My idea is a business called Sunday Shift (the name came long before any solid idea of what I’d be making and selling), and the concept is to create handmade clothes that are simple, classic, and sustainable. Last year I took a workshop at NYC’s Fashion Institute of Technology called Ethical Fashion Design that expanded my knowledge of how to create sustainable and ethical fashion design business. Our final project for the class was to create a mission statement for our own business, which you can see in this Prezi.

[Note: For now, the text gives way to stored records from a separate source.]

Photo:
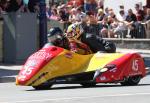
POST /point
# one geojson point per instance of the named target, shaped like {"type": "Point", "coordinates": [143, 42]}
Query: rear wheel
{"type": "Point", "coordinates": [42, 86]}
{"type": "Point", "coordinates": [88, 84]}
{"type": "Point", "coordinates": [134, 80]}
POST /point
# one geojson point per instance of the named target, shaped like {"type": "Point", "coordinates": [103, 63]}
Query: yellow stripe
{"type": "Point", "coordinates": [62, 65]}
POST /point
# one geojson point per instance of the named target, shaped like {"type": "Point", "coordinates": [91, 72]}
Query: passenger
{"type": "Point", "coordinates": [73, 34]}
{"type": "Point", "coordinates": [56, 37]}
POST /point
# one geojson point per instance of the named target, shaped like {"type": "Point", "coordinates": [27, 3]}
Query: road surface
{"type": "Point", "coordinates": [66, 93]}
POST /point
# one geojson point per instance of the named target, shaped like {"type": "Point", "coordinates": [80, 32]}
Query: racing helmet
{"type": "Point", "coordinates": [110, 47]}
{"type": "Point", "coordinates": [74, 31]}
{"type": "Point", "coordinates": [56, 37]}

That was June of last year, and in the ensuing months I managed to fine time in addition to my full-time job and 2.5 hours of daily commuting time to make my first small collection of fiber-based jewelry, which I sold at the 2013 Holiday Sale at Massachusetts College of Art and Design (my MFA alma mater).

A few of my first items for Sunday Shift, sold at the MassArt Made 2013 Holiday Sale in Boston, MA. 

Then I got busy with many other things, and in the next several months I made little progress.

A few weeks ago I relocated to North Carolina from NYC, and found myself with a nice chunk of free time while I’m in between jobs. I decided it was the perfect opportunity to yank my proverbial bootstraps and get Sunday Shift going.

I’ve been working on it for the last week, and yesterday I finished my first prototype dress: a simple, A-line shift dress with front patch pockets. I’ve ordered fabric samples from two sources—Organic Cotton Plus and Hemp Traders—and hope to make select one or two to use for production soon.

I have much to do: tweak the pattern, grade the pattern into different sizes, decide on colors, test dyes and printing inks, develop patterns for a couple other items to complete my line, make fabric labels, get business cards, plus the whole process of incorporating and doing other things to make my business legit. I don’t have a specific time frame yet (add that to the to-do list), but I’d like to launch Sunday Shift on Etsy in September.

I intend to use this blog as a way to report on my experiences starting a craft business. This is in itself scary. What if I fail, and the whole blogosphere gets to watch? What if someone steals my ideas? What if people point out my mistakes? Well, that’s a risk I’ve decided to take. I hope that showing the less-than-perfect tales of an utterly clueless entrepreneur will be interesting and helpful to other people. And of course, if you have thoughts or ideas about what I write, please leave then in the comments.